Annie Ernaux, une écriture de mémoire et de proximité
L'écrivaine se souvient de l'urgence et de la grande solitude au moment de l'écriture des Armoires vides paru en 1974 et pour lequel Annie Ernaux reçoit de nombreux messages de lecteurs : "ce que vous décrivez, je l'ai vécu" , "votre livre j'aurais pu l'écrire"… Une "proximité" avec ses lecteurs qui la réjouit.

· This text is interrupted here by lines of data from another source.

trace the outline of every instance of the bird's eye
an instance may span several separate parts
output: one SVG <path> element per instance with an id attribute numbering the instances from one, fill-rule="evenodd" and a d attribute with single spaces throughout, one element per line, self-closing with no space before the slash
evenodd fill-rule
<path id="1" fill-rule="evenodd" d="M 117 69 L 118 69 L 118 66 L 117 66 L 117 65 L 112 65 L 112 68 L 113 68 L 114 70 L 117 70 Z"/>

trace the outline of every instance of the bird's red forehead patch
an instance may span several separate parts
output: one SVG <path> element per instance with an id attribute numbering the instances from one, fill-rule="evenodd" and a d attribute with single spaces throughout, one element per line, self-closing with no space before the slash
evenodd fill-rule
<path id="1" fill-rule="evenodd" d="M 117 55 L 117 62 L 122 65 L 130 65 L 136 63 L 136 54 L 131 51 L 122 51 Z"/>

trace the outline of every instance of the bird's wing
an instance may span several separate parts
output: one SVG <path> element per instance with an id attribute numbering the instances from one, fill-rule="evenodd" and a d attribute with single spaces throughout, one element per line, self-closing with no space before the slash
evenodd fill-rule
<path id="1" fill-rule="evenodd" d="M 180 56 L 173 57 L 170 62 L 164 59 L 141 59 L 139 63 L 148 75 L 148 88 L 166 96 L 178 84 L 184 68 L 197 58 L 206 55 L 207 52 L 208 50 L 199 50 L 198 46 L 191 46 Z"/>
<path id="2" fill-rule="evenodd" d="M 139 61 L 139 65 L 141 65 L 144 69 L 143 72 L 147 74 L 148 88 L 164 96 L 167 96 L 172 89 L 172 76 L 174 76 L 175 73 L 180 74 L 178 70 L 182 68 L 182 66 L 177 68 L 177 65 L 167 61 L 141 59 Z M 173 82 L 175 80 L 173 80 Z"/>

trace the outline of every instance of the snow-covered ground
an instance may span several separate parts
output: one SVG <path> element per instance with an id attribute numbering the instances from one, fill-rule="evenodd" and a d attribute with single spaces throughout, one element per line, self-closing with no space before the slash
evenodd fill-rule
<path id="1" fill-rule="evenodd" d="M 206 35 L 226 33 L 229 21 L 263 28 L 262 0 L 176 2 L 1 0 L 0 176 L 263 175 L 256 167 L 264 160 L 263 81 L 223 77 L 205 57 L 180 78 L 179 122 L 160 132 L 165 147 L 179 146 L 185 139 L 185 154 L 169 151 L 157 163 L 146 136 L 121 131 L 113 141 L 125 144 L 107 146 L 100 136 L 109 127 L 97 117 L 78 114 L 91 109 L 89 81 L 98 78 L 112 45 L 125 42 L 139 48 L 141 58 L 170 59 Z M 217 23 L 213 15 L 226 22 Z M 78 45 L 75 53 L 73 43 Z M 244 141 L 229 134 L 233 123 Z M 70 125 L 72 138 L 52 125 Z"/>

Elle refuse le terme d'autofiction et se situe "en dehors de genres littéraires", son souci premier étant de "trouver une forme" pour ce qu'elle à dire en fonction de ses expériences de vie. Trouver une forme qui convient à ce qu'elle ressent, une forme unique pour raconter une vie, la sienne, en dehors de tout modèle. Il n'y a pas de fiction dans ses livres, seulement de "l'authenticité".
Il y a "des mots qui étoilent et qui permettent d'aller plus avant" . Ces mots lui font "revivre une époque" dans sa dimension sociale et historique, à travers des images, des souvenirs et un langage, comme dans son livre Les années, un travail peut-être proche de l'ethnologie. "L'écriture est un activateur de mémoire", considère-t-elle et aussi une lutte contre ce sentiment que "tout va disparaître".
"Si on peut parler de mémoire collective, c'est toujours à partir d'une mémoire personnelle." (Annie Ernaux)
Annie Ernaux, une revanche à prendre
Ecrivaine de l'intime et du collectif, Annie Ernaux s'exprime ensuite sur Pierre Bourdieu. Elle, née dans une famille modeste, a échappé à la reproduction sociale, mais voit toujours partout "la domination" . Habitante de Cergy-Pontoise, une Ville Nouvelle dont elle parle avec tendresse, Annie Ernaux est restée fidèle à ses principes et à ses origines. Non par déterminisme, mais par choix.
Elle évoque encore le drame de son avortement clandestin relaté dans L'Évènement, Mai 68, le désir féminin à travers son livre Passion simple… Et enfin son amour pour sa mère à laquelle elle a consacré un livre Je ne suis pas sortie de ma nuit.